Let's now identify the increasing and decreasing intervals. We are told that the graph decreases for values of x less than - 1.5 or greater than 2.5. We also know that the graph increases when x is greater than - 1.5 and less than 2.5.

Notice that now we can tell where the zeros, minimum, and maximum values of our function will be.

• Zeros at - 3, 1, and 4 — at these points the function is changing sign of the values, this tells us the location of three of the real zeros.
• Minimum at x=- 1.5 — at this point the function is changing from decreasing to increasing, this tells us that no other nearby points can have a lower y-coordinate.
• Maximum at x=2.5 — at this point the function is changing from increasing to decreasing, this tells us that no other nearby points can have a greater y-coordinate.

We will sketch the graph of the function with only three real zeros. To do so, we will plot them on the coordinate plane, and then draw a curve that passes through those points. Keep in mind that there is a minimum at x=- 1.5, and a maximum at x=2.5.

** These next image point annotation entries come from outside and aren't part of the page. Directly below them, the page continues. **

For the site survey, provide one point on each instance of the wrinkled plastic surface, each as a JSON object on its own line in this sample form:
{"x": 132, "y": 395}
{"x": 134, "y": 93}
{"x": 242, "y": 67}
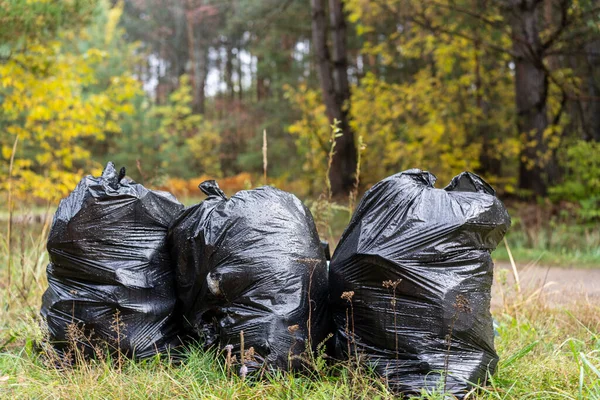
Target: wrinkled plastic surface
{"x": 108, "y": 258}
{"x": 252, "y": 263}
{"x": 418, "y": 261}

Note that this is only one of the infinitely many graphs with the given characteristics. Any graph with three zeros at - 3, 1, and 4, which is decreasing and increasing in the given intervals, and above and below the x-axis in the corresponding sections will be correct.

Degree and Leading Coefficient

From the graph we can tell that f(x) approaches positive infinity as x approaches negative infinity. We can also see that f(x) approaches to negative infinity as x approaches to positive infinity. f(x) → + ∞ as x → - ∞ f(x) → - ∞ as x → + ∞ From the up-down end behavior of the graph we know that our polynomial function has an odd degree and a negative leading coefficient.